Obama was more descriptive, however, when former Cuban dictator Fidel Castro died from natural causes in November 2016. Obama, who had recently restored diplomatic relations between Washington and Havana after many decades, opened his statement by saying that he extended “a hand of friendship to the Cuban people.”

But when it came to the substantive record of Castro, a repressive strongman and longtime Soviet ally who had helped lead the world to the brink of nuclear war, Obama — likely mindful of his fragile new diplomatic opening — carefully avoided judgment.

“History will record and judge the enormous impact of this singular figure on the people and world around him,” his statement said. (Republican Sen. Marco Rubio of Florida, a fierce critic of the Castro regime, declared the statement “pathetic.”)

Those leaders, at least, merited presidential statements, unlike Raisi, whose passing was outsourced to the State Department and its spokesperson, Miller.
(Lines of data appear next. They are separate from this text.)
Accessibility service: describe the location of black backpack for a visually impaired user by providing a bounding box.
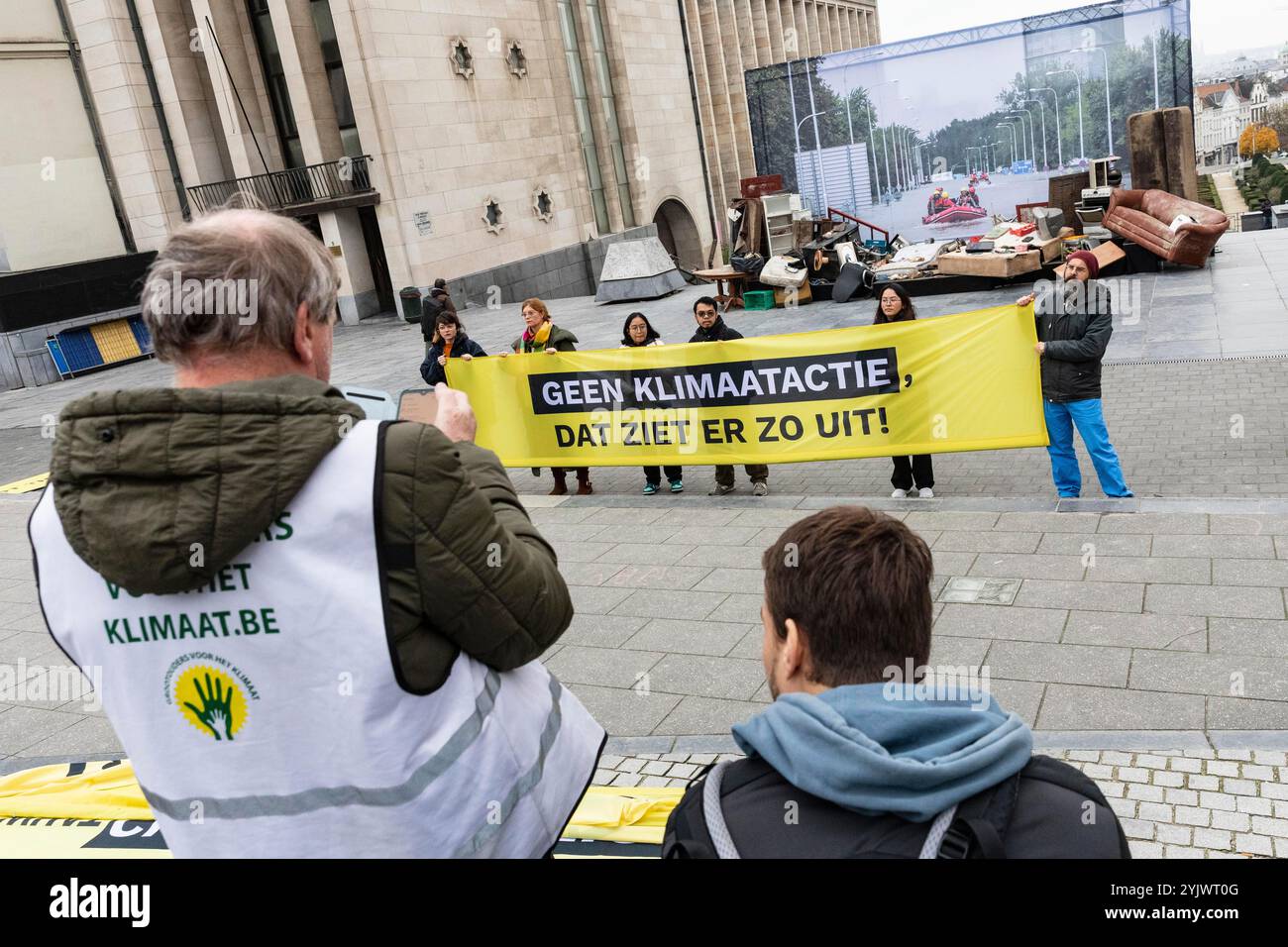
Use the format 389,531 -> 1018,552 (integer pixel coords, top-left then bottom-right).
662,756 -> 1130,858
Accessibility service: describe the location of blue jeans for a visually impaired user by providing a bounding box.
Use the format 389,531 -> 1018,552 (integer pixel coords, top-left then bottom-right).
1042,398 -> 1134,496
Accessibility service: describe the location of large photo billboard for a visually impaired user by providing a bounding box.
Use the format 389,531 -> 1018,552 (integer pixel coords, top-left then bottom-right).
746,0 -> 1192,240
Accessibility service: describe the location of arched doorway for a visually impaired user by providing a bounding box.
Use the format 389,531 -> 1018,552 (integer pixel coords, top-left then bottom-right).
653,197 -> 702,269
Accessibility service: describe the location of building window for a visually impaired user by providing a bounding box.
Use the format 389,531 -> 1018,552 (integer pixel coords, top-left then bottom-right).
483,197 -> 505,233
451,36 -> 474,78
532,187 -> 555,220
246,0 -> 304,167
309,0 -> 364,158
506,40 -> 528,78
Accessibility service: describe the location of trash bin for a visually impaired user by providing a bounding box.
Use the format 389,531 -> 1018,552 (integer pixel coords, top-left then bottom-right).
398,286 -> 420,322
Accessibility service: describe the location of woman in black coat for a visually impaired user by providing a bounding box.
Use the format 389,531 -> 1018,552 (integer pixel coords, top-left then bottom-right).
621,312 -> 684,496
872,282 -> 935,500
420,312 -> 486,388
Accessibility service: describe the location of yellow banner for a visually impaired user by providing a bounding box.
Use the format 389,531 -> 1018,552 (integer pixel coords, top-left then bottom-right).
447,305 -> 1047,467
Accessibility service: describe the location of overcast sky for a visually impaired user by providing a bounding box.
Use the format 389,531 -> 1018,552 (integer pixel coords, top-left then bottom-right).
877,0 -> 1288,55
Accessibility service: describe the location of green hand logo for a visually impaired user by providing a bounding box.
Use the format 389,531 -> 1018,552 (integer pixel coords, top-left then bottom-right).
183,674 -> 233,740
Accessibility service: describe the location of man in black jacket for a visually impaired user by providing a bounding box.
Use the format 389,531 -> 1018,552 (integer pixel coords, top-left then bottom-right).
1017,250 -> 1134,497
690,296 -> 769,496
662,506 -> 1130,858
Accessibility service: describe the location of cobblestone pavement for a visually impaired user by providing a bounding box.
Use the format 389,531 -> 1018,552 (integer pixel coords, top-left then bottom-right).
595,749 -> 1288,858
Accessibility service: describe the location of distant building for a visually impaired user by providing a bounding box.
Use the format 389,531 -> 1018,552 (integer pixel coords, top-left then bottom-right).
1194,76 -> 1285,166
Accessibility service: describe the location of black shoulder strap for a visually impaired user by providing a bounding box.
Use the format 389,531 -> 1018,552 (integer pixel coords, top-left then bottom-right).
939,767 -> 1027,858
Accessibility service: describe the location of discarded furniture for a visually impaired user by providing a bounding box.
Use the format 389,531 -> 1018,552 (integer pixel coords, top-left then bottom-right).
1104,188 -> 1231,266
595,237 -> 684,303
693,266 -> 747,312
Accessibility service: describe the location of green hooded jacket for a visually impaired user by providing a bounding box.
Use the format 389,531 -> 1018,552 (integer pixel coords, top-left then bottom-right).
510,325 -> 577,353
51,376 -> 574,693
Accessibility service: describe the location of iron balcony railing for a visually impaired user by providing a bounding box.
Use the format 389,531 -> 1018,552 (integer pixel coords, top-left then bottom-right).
188,155 -> 378,214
Some leaders are so reviled, and relations with their countries so poisoned, that no statement can do the job. Rather than issue a direct statement after the death of North Korean dictator Kim Jong Il in December 2011, the White House simply announced that Obama held a midnight phone call with his South Korean counterpart “to discuss the situation on the Korean Peninsula following the death of Kim Jong Il.”

More often there is complicated nuance, even in the cases of infamous tyrants. Upon the March 1953 death following a stroke of Soviet leader Josef Stalin, it was left to President Dwight D. Eisenhower to issue a response.

As an Army general, Eisenhower had led Allied forces in Europe in common cause with Stalin’s Soviet army against Nazi Germany. But by 1953, Stalin was a bitter U.S. enemy. In a statement after Stalin’s stroke, Eisenhower offered no assessment of the man himself, saying that “the thoughts of America go out to all the peoples of the USSR — the men and women, the boys and girls — in the villages, cities, farms and factories of their homeland.”

“They are the children of the same God who is the Father of all peoples everywhere. And like all peoples, Russia’s millions share our longing for a friendly and peaceful world,” Eisenhower said.

This was true, he added, “regardless of the identity of government personalities.”